Imagine: You walk into the Department of Motor Vehicles to get a new license, and you're not bombarded by crowds of irritated citizens waiting in endless line. (Resume reading when you wake up from your faint.) A lit board informs you about several options you can take to move through the system most speedily, and you choose the route through multiple counters that seems the most reasonable to you. Ten minutes later, new photo ID in hand, you're strolling out the door whistling Dixie.

Sound like nothing more than a sunny scene from a Jimmy Stewart film? Perhaps, but Professor Sunil Kumar says that such a real-life scenario may be possible with just a little help from queuing and game theory. His most recent paper, co-authored with Stanford doctoral student Ali Parlakturk, titled "Customer Choice and Routing in Queuing Networks," explores the theoretical possibility of channeling customers through a service network in a way that allows them to pick the "shortest route," while also subtly controlling them so that they don't end up inadvertently clogging up the works in their zeal to get out as fast as possible.

The study picks up where the famous Braess paradox leaves off. In the 1950s, German mathematician Dietrich Braess, who was studying traffic flow in road networks, showed that adding an improvement to a system in order to relieve congestion, such as building an extra road to reduce traffic, can actually make things worse. That's because each person's self-interested action of trying to find the fastest route actually makes the overall system worse. The result? More delays than ever. In fact, as shown by later work, the delay can increase infinitely.

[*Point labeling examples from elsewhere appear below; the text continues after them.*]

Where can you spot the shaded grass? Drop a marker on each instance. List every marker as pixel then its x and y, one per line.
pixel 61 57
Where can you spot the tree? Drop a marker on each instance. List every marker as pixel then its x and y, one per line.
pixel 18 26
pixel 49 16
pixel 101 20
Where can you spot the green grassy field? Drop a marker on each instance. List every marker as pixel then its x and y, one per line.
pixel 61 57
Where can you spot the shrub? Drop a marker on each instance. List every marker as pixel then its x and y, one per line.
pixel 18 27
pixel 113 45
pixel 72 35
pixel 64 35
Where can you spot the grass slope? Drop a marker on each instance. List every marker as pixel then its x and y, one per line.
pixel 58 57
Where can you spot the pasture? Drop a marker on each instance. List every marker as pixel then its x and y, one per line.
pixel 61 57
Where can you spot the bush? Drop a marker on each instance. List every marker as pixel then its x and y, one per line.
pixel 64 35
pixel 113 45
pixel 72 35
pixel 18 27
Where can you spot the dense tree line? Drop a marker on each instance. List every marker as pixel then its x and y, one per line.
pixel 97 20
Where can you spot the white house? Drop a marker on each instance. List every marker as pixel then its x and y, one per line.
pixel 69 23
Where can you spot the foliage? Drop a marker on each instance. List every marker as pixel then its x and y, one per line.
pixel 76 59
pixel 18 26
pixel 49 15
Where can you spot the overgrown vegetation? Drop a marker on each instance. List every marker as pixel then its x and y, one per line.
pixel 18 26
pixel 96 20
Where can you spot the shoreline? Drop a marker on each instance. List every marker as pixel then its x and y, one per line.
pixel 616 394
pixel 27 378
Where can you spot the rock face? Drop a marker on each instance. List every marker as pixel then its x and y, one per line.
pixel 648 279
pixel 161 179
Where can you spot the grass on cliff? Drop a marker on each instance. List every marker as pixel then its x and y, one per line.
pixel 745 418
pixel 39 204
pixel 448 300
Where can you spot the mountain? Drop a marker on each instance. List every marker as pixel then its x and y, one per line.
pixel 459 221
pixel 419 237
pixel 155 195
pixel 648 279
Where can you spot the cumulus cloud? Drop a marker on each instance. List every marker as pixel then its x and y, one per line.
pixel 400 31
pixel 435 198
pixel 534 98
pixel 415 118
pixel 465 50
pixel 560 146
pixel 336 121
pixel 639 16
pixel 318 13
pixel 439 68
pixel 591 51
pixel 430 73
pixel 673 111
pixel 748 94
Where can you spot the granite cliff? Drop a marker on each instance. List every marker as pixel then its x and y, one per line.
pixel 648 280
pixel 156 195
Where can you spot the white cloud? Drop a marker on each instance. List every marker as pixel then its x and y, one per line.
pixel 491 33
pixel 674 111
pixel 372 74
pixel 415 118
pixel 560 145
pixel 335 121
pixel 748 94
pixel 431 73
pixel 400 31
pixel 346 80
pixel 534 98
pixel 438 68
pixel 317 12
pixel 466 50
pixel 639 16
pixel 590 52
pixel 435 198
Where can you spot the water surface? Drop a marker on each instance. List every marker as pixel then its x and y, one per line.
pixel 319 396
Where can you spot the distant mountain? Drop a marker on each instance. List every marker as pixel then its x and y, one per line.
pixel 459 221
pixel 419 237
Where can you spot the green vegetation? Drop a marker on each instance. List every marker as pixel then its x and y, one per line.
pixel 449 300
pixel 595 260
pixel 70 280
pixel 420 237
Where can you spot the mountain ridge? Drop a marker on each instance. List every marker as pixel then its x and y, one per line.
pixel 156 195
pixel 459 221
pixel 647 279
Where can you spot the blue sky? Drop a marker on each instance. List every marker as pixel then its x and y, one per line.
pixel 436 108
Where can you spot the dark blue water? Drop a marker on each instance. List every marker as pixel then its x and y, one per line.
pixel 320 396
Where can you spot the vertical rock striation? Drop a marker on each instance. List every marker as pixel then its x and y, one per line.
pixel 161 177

How, then, does one design a network to service human customers that will not "infinitely deteriorate" in this way but will still give customers choices for proceeding through that system in ways that are most beneficial to them? That was the question mathematically analyzed by Kumar, associate professor of operations, information, and technology, and the Louise and Claude N. Rosenberg Jr. Faculty Scholar for 2002-03.

In the paper, Kumar uses queuing theory to determine how a simple two-station service system can use rules to handle customers in the most efficient way possible. "As an example, say you have two counters at Starbucks, one that serves the coffee and one that takes the money," Kumar explains. "Let's say you give customers the option of either paying first or getting their coffee first in order to minimize their wait time. We can assume that customers will always do what is in their best interest. But given that this can ultimately make the system deteriorate, as in the Braess paradox, can Starbucks create rules that maintain customer flexibility in routing while also preserving the functioning of the system? Can the cafe guide customer choices in a way that will actually benefit the company?"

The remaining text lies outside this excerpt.